Gas- / Wärmepreisbremse

Wie funktioniert die Gas-/Wärmepreisbremse?

Gas:
Die Entlastung bei den Gaspreisen erfolgt in zwei Stufen: In diesem Jahr wird mit der Soforthilfe etwa ein Zwölftel Ihrer Jahresrechnung durch den Staat übernommen. In der zweiten Stufe greift dann die Gaspreisbremse. Für Haushalte und Unternehmen mit einem jährlichen Gasverbrauch unter 1,5 Millionen Kilowattstunden sowie Pflegeeinrichtungen, Forschungs- und Bildungseinrichtungen soll der Gaspreis von März 2023 bis April 2024 auf 12 Cent brutto pro Kilowattstunde begrenzt werden. Das gilt für 80% des Verbrauchs vom Vorjahr. Für die restlichen 20% ist der Marktpreis zu entrichten.

Unternehmen mit einem Gasverbrauch von mehr als 1,5 Mio. kWh im Jahr sollen einen Garantiepreis von 7 ct/kWh (netto) für 70% ihrer bisherigen Verbrauchsmenge von 2021 erhalten. Die Entlastung erfolgt unabhängig vom tatsächlichen Verbrauch, damit sich Gaseinsparungen lohnen.

Wärme:
Auch Fernwärmekund*innen sind durch den steigenden Gaspreis betroffen, so dass auch für diese eine Wärmepreisbremse eingeführt werden soll. Dazu wird analog zum Gaspreis ein garantierter Brutto-Preis von 9,5 ct/kWh für Fernwärme für ein Kontingent von 80 Prozent eingeführt.

Mein Tarif liegt unter 12ct/kWh. Erhalte ich auch eine Unterstützung?

Einige Tarife liegen aktuell noch unter 12ct/kWh. Diese erhalten trotzdem die Entlastung über die Soforthilfe.

Sollte der Tarif auch beim Start der Gaspreisbremse noch unter dem gedeckelten Betrag von 12ct/kWh liegen, erhalten Sie zunächst keine Entlastung durch die Gaspreisbremse. Sollte Ihr Tarif jedoch bis 30.04.2024 über 12ct/kWh steigen, haben Sie automatisch Anspruch auf Entlastung über die Gaspreisbremse. Ihr Gasversorger wird dies bei der Berechnung der Abschläge und der Abrechnung berücksichtigen. Da das Preisniveau an den Energiebörsen auf hohem Niveau bleibt, werden voraussichtlich auch die aktuell noch günstigeren Tarife zukünftig steigen.

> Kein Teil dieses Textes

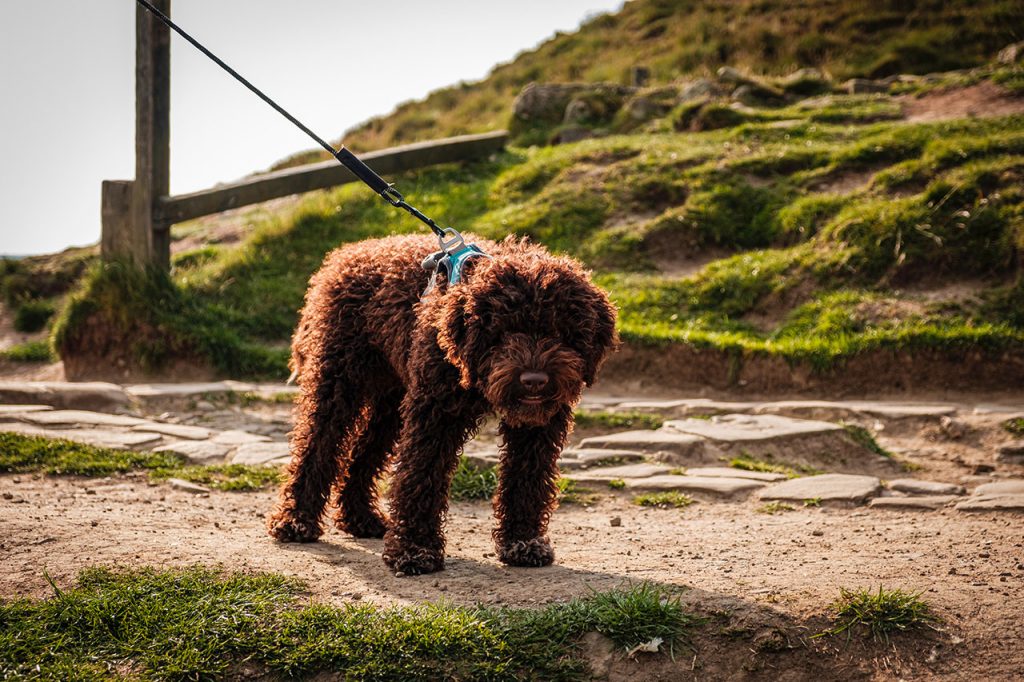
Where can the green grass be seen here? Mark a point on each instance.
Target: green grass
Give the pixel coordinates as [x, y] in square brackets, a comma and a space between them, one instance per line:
[616, 420]
[1015, 426]
[774, 507]
[23, 454]
[30, 351]
[664, 500]
[470, 482]
[881, 613]
[202, 624]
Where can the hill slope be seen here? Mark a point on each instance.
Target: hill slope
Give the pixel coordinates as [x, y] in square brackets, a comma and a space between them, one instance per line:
[677, 39]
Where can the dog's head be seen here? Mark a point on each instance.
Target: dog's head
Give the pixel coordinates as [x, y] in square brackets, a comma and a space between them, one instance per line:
[528, 330]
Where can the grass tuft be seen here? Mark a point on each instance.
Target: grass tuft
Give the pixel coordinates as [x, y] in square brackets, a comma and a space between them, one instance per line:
[664, 500]
[202, 624]
[774, 507]
[472, 482]
[879, 613]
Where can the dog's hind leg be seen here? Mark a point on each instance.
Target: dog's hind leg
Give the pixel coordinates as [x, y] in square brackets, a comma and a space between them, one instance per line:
[527, 489]
[326, 414]
[355, 494]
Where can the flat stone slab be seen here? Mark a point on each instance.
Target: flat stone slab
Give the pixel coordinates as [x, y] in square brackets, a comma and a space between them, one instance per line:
[175, 430]
[583, 458]
[930, 502]
[648, 441]
[981, 503]
[187, 486]
[189, 388]
[745, 428]
[706, 484]
[827, 487]
[14, 410]
[260, 453]
[626, 471]
[238, 438]
[1000, 487]
[728, 472]
[82, 395]
[836, 409]
[79, 418]
[915, 486]
[198, 452]
[113, 438]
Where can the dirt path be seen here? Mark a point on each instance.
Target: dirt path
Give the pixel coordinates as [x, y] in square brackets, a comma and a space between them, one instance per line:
[760, 572]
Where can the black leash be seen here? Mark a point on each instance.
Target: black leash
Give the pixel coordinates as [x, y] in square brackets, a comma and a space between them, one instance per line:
[450, 239]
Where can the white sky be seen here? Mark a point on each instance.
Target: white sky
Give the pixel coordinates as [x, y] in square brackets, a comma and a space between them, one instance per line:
[67, 82]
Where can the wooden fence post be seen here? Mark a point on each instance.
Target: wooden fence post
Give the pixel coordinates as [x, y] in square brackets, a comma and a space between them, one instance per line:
[153, 138]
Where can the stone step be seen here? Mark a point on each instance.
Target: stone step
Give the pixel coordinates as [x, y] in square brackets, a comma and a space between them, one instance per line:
[825, 487]
[929, 502]
[916, 486]
[698, 484]
[79, 395]
[677, 446]
[627, 471]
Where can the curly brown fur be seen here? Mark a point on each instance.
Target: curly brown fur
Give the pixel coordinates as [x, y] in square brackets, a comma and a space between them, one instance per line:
[384, 376]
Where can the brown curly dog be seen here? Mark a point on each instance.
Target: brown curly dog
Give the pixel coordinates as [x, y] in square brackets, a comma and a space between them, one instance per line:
[382, 373]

Wir wissen, dass diese Preissteigerungen für Sie eine enorme Belastung bedeuten. Selbstverständlich versuchen wir, so lange wie möglich Ihren Tarif so niedrig wie möglich zu halten. Dies ist uns bisher sehr gut gelungen, da wir das benötigte Gas langfristig in Teilmengen und Schritt für Schritt zu verschiedenen Zeitpunkten beschaffen. So wirken sich die Börsenpreise nicht unmittelbar auf den Gaspreis unserer Kund*innen aus. Diese Beschaffungsstrategie sorgt dafür, dass die Entwicklungen an den Energiebörsen geglättet werden und unsere Endkund*innen vor großen Preissprüngen geschützt werden.